Masal: Terörsüz Türkiye

Ülkemizde emperyalizm destekli ‘Terörsüz Türkiye’ masalı sürdürülmekte ve algı yönetimi yapılarak, toplum inandırılmaya çalışılmaktadır. Bu masala inanmayanlara ise “barışa karşı mısın?” denilmektedir. Barış, iki devlet arasında olur, terör örgütüyle barış yapılmaz. Terörle mücadele edilir, müzakere edilmez. PKK bir terör örgütüdür ve ne yazık ki TBMM’de de destekçisi parti vardır. Ülkemizde terör olması asla desteklenmez ama barış diye ihanet sürecine de onay verilmesi beklenemez.

İngiltere, İrlanda Cumhuriyet Ordusu- IRA (Irish Republican Army) kendini feshederken sadece Katolik İrlandalıların vali ya da öğretmen yapılmasına izin verdi. İspanya, Bask Yurdu ve Özgürlük örgütüne- ETA (Euskadi Ta Askatasuna) hiç tolerans göstermedi ve tüm yöneticilerine hapis cezası verdi.

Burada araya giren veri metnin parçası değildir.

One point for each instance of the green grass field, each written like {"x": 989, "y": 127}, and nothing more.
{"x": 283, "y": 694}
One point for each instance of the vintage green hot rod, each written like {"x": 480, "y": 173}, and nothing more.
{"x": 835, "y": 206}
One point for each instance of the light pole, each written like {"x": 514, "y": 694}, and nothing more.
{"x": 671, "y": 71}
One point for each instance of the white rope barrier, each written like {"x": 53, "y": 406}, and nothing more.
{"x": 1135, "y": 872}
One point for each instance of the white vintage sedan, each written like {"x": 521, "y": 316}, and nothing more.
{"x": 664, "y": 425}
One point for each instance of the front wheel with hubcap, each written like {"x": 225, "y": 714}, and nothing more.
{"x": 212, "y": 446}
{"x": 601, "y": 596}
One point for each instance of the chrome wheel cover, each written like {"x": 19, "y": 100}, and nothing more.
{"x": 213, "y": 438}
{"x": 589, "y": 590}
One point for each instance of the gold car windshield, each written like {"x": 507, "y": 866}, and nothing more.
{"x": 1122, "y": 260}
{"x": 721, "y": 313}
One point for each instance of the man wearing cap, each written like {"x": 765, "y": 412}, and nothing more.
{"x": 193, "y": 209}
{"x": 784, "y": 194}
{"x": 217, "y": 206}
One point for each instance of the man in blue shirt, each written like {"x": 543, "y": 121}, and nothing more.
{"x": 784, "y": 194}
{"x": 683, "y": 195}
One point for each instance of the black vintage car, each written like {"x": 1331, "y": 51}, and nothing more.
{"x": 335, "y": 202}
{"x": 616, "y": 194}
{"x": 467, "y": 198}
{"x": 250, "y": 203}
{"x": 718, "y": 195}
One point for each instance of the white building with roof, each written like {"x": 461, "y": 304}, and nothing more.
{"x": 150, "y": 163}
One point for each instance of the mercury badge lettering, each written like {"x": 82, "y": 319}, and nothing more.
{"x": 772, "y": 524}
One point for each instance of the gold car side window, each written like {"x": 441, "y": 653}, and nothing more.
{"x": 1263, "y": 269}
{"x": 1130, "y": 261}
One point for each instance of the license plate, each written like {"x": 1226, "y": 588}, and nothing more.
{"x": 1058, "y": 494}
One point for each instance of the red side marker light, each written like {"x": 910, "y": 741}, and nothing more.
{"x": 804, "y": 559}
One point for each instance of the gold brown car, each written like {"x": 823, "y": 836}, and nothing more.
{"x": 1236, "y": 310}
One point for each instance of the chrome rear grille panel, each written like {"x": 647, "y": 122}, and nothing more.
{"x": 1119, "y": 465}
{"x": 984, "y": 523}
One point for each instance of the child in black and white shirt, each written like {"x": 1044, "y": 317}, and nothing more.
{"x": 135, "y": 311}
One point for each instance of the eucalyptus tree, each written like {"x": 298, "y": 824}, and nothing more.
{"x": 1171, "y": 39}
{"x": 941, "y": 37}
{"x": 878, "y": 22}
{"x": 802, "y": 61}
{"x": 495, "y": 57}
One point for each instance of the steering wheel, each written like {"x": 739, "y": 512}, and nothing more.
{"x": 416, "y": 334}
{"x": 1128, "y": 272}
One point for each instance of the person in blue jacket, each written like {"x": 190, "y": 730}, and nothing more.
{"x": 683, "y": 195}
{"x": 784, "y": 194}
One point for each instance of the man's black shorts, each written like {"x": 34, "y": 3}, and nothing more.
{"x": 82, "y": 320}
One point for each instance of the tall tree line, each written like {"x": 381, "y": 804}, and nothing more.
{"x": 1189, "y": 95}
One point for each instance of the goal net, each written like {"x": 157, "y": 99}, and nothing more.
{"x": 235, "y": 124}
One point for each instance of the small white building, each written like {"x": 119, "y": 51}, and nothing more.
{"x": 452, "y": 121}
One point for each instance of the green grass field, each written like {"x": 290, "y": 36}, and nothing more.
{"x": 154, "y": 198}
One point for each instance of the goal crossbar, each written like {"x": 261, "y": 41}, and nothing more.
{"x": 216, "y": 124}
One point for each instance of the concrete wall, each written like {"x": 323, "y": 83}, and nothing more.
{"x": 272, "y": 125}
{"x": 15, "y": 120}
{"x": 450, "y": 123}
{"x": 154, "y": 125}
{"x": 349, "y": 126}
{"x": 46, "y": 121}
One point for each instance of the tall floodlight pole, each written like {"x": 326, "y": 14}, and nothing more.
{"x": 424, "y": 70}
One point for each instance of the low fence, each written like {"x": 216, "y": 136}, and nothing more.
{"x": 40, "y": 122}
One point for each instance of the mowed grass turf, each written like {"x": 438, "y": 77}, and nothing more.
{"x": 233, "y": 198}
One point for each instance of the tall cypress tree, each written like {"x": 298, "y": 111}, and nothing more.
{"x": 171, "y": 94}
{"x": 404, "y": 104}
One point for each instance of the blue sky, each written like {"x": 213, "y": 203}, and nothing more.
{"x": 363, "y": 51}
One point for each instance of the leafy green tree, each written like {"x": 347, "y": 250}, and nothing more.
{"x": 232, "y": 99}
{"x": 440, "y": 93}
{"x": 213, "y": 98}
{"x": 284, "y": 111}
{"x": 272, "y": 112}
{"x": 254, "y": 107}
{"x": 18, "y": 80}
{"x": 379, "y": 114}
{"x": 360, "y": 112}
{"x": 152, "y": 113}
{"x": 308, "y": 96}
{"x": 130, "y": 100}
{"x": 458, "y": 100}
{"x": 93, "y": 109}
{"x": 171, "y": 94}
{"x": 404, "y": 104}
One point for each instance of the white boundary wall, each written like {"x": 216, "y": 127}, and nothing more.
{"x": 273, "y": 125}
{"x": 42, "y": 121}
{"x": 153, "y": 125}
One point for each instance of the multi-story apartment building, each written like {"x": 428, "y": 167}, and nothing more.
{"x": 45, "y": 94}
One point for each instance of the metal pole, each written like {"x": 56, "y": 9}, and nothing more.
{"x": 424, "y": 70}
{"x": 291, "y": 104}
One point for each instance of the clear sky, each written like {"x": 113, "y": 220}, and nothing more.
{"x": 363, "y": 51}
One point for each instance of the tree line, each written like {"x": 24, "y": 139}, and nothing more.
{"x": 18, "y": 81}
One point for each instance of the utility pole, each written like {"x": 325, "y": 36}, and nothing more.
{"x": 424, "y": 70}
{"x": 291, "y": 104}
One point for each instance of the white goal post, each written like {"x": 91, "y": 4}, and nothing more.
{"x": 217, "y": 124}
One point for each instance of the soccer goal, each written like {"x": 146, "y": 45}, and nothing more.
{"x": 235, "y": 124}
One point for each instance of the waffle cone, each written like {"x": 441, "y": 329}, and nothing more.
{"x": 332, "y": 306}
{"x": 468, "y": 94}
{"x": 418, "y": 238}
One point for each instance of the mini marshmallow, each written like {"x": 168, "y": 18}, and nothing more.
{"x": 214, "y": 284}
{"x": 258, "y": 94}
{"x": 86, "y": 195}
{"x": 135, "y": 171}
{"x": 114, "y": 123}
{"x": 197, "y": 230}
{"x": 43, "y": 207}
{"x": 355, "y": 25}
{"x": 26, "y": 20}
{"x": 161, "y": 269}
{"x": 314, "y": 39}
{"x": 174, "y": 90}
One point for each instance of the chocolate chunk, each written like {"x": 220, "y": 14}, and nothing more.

Ne İngiltere ne de İspanya terör örgütü üyelerine asla taviz vermedi, örgüt üyeleri televizyonlara çıkarılmadı, cezaevindeki teröristler serbest bırakılmadı. Bütün teröristler hapse atıldı ve silahları teslim alındı. Benzer şekilde Almanya da Kızıl Ordu Fraksiyonu örgütüne- RAF (Rote Armee Fraktion) taviz vermedi ve yöneticileri gerekli cezaları aldı.

Avrupa ülkelerinin teröre karşı tutumu böyleyken, aynı Avrupa ülkeleri ve ABD, Türkiye’ye karşı sinsi bir oyunu sahneye koymaktadır. PKK terör örgütünün bebek katili başı açıklamalar yaparak, sözde silah bırakma-yakma oyunu ile devletle pazarlık yapmaktadır.

PKK terör örgütü, silahlı gücünü Suriye’deki YPG’ye kaydırarak, yaptığı pazarlıkla istediğini alacaktır. Büyük Ortadoğu Projesi adı verilen büyük işgal projesi kapsamında kurulması hedeflenen sözde Kürdistan için, hazırlık aşamasına doğru yol alınmaktadır. Zaten emperyalist devletlerin bütün isteği, yüzyıl öncesine dönerek, yeniden Sevr haritasını önümüze koymaktır. Kürdistan’ın ardından Ermenistan getirilecektir. Zaten 2004 yılından beri Ege adalarımızı işgal eden Yunanistan’a ses çıkarılmaması da bu proje kapsamındadır.

Aslında ortada PKK terör örgütünün feshiyle birlikte, Türkiye Cumhuriyeti’nin de feshi masaya yatırılmaktadır. Gerçekte bunun adı ‘Terörsüz Türkiye’ değil, bölünmüş Türkiye’dir. Ne acıdır ki Türk Milleti’ne ‘müjde’ ve ‘başarı’ diye sunulan budur.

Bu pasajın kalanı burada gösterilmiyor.